The biggest companies in the US made a killing in the first quarter of 2018, largely in part to the new GOP tax law. The windfall also helps bolster both Democratic and Republican arguments for and against the massive rewrite of the tax code.
Earnings for S&P 500 corporations surged 23.3% in the first quater, the largest increase in growth since the fourth quarter of 2010.
Spending by these firms also surged in the first quarter. Where those increased expenditures went will weigh heavily into the fight over the law.
Buybacks, the practice of a company buying their own stock to lift the value of the investors’ shares, jumped to a record $US178 billion for the quarter – beating the previous record of $US172 billion from 2007.
Democrats have argued since the law’s inception that the massive corporate tax cut will benefit shareholders rather than average workers.

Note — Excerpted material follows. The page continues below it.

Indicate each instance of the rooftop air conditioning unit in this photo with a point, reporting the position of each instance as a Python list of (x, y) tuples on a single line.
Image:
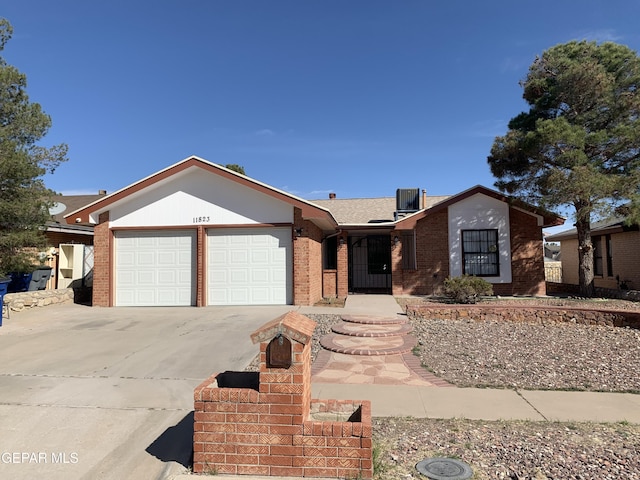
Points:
[(407, 200)]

Their argument has been supported by an increase in S&P 500 firms’ dividend payments. The total amount these companies are projected to spend on buybacks and dividends is on pace to top $US1 trillion in 2018, another record high.
Republicans also received some data points to support their messaging: Namely, spending by S&P 500 firms on capital expenditures (capex) – investments in the company like new equipment – surged 21% in the first quarter to $US159 billion. That is a record amount for a first quarter.
Republicans argue that capex spending will grow the economy and benefit workers, saying increases in business capacity will require more workers, increase hiring, and eventually raise wages. However, wage increases have so far not materialised.
So far Americans aren’t huge fans of the tax law, and polls show they generally believe the benefits are going to wealthier Americans. Republicans are hoping to convince more Americans that the tax law is benefitting them, which in turn would boost their electoral chances in a fraught 2018 midterm election landscape.